As long as partners are committed to “maintaining the full Subway experience, they are free to adjust operating hours and offer limited menu options to fit their specific needs,” Rolfe says. Otherwise, “we don’t see any difference between nonprofit and traditional Subway franchises.”
Many nonprofits establish wholly owned, for-profit subsidiaries to operate their franchises. Not only does this protect the organization’s nonprofit status, Litalien says, but it makes the accounting process much easier and more consistent. There are also bonuses for the local economy.
“The structure of the new company as a for-profit corporation benefits the City of Pittsburgh by paying taxes on profits as well as real estate tax on the space it occupies,” YWCA’s Jensen says.
For Ben & Jerry’s, the franchise screening process for nonprofits is “much the same as for individuals who are interested in opening a scoop shop from the experiential and financial perspectives,” Heintz says. One major difference, however, is the need for the chain to screen the entire nonprofit organization “to ensure that its overall mission, structure, and long-term goals would be strengthened by a relationship with Ben & Jerry’s.”
While Subway and Nathan’s Famous are actively seeking new nonprofit franchising partners, Ben & Jerry’s no longer accepts such applications.

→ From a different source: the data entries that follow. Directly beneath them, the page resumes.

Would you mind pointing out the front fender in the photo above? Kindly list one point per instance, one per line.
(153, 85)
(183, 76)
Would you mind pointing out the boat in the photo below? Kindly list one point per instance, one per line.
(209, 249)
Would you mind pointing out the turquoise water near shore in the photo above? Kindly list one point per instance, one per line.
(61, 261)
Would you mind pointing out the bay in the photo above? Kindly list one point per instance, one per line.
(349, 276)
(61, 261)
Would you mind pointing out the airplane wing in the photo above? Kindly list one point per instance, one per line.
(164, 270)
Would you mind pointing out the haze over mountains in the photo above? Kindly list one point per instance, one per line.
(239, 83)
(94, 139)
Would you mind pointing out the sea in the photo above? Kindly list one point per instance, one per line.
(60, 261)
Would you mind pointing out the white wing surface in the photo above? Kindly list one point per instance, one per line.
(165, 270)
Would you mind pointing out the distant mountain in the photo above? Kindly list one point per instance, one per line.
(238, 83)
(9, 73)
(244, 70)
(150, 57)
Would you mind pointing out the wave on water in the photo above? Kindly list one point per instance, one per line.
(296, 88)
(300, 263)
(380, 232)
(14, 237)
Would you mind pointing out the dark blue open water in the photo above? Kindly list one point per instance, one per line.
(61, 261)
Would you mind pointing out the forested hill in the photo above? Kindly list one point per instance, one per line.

“It’s been a really tough economy for everyone these past few years, and our scoop shops saw an incredible jump in their competition at the same time the economics of operating a shop became really tough, with leasing costs increasing like crazy,” Heintz says. “I think we’ve realized, too, that all of our scoop shops can serve as excellent job training sites for youth, and we would like to broaden the job training opportunities overall.”